How you engage with peers and mentors will probably depend on how you’re studying. If you’re enrolled in a bootcamp or university program, this interaction may have been arranged for you. If you’re working on an online platform or completing self-study, you may have to be more proactive in seeking it out. Luckily, there are many online data science communities. You should be able to find data science and/or programming meetups in most cities. You can even start one yourself.

Don’t forget about social media. There are data science groups and communities on most major platforms. If you get involved, you’re likely to make some useful connections as you’re interacting with, and learning, from the other people in the group.



How to study more effectively


While those big-picture solutions can help you to be successful in your data science studies, there are also some smaller-scale actions you can take to ensure you’re learning at peak efficiency:


Make clear, explicit plans (with contingency plans)

Studies have shown people are more likely to follow through on their plans if they’re clear and specific. “I’m going to learn data science” is a vague plan, whereas “I’m going to study data science for five hours per week” is slightly better. “I’m going to study data science at my desk from 8pm to 11pm every Tuesday and Thursday each week and make up any session I’ve missed on Saturday morning from 8am to 11am” is better still.

Having a contingency plan as a back-up is particularly important. In the long term, it’s likely you may miss study sessions occasionally due to everyday life. If you don’t have a back-up plan, you’re less likely to catch up on the work.


Take notes

Regardless of how you’re learning, note-taking is a worthwhile endeavour that can help you retain what you’ve learned. There’s some evidence writing your notes longhand is better than typing them. However, you’ll benefit from note-taking even on a computer, so long as you:


  • Don’t transcribe verbatim or copy-paste things. A big part of what makes note-taking effective is you’re writing out what you’ve learned in your own words. If you copy-paste, you lose this cognitive benefit.
  • Review your notes regularly over time to keep them fresh in your mind.
  • Test yourself against them. For example, cover up the ‘for loops’ section of your notes and see if you can remember the syntax.

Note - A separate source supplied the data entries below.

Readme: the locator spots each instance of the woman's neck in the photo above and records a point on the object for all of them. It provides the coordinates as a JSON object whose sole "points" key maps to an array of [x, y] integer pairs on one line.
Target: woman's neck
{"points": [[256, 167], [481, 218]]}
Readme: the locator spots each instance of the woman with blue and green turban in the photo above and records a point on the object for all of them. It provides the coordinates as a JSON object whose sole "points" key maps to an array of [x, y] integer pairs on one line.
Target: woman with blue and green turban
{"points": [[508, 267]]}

Then check your notes to be sure you remembered correctly.


Leave your phone elsewhere

It doesn’t matter how disciplined you are, studies have demonstrated a ‘phone proximity effect’ can impact your cognitive performance when your phone’s nearby, even when it’s out of sight and switched off.

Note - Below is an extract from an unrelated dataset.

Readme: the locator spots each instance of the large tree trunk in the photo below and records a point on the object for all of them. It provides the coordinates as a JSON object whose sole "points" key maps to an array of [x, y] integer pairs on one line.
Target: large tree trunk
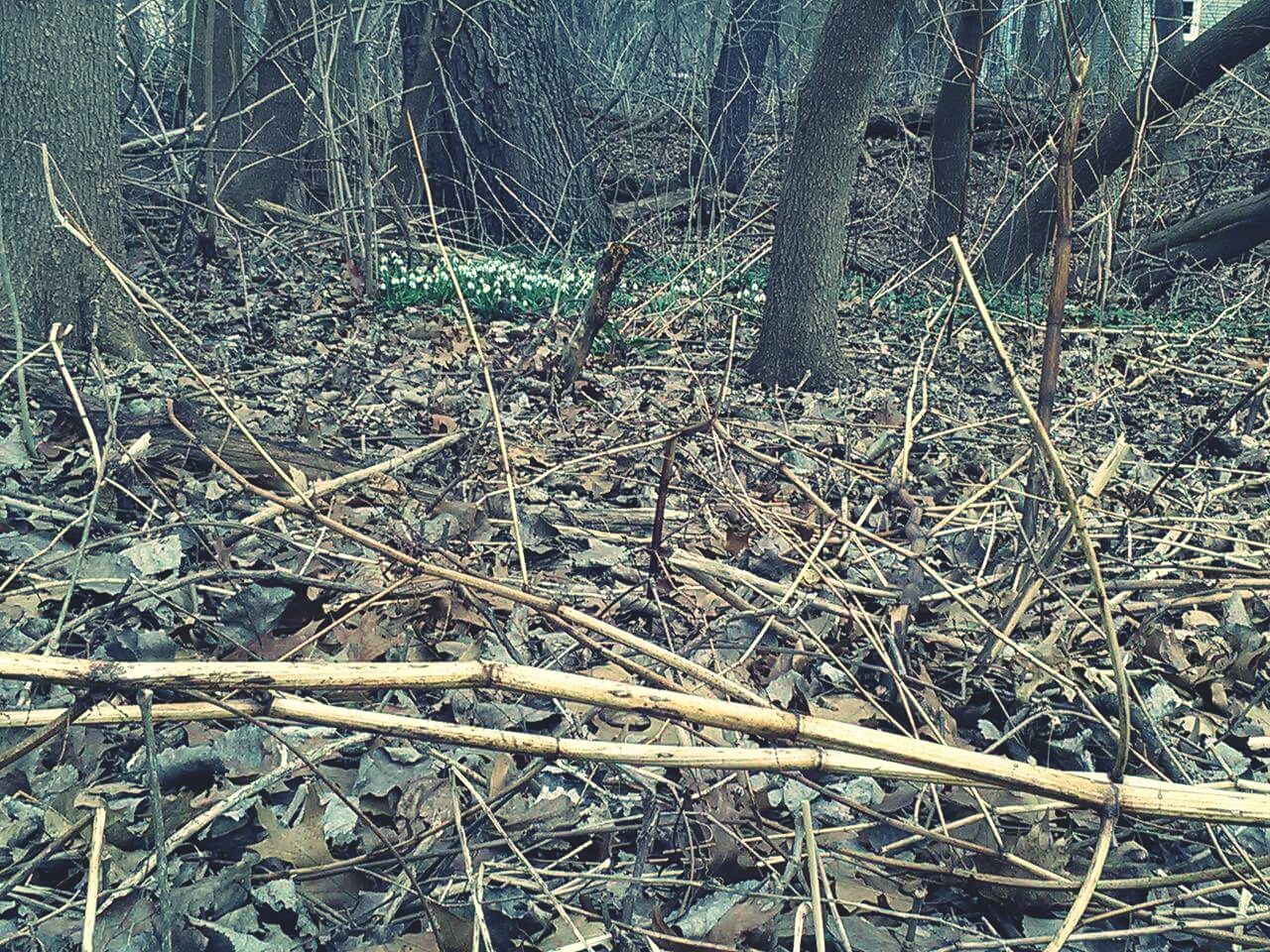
{"points": [[512, 148], [216, 67], [799, 334], [420, 75], [952, 126], [278, 112], [59, 86], [733, 96], [1178, 80]]}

The lesson here? When you’re going into a study session, leave your phone far away when practical. Students who left their phones in a different room scored better on memory capacity and fluid intelligence tests, compared to students who left their phones on their desks, in their pockets, or in handbags as they worked.


Beat procrastination

Some people procrastinate more than others, but even serial procrastinators can improve their study habits by making a few key tweaks:

  • Breaking down big tasks into smaller ones
  • Giving yourself rewards for completing tasks
  • Setting clear deadlines, or having them set for you
  • Doing your best to keep things light and fun
  • Forgive yourself for mistakes


While we all have unique learning styles and preferences, these are some of the key techniques for learning data science and studying more effectively. Have any of these worked for you throughout your data science journey? Perhaps you found other techniques beneficial. Share your learning approach to help inspire others!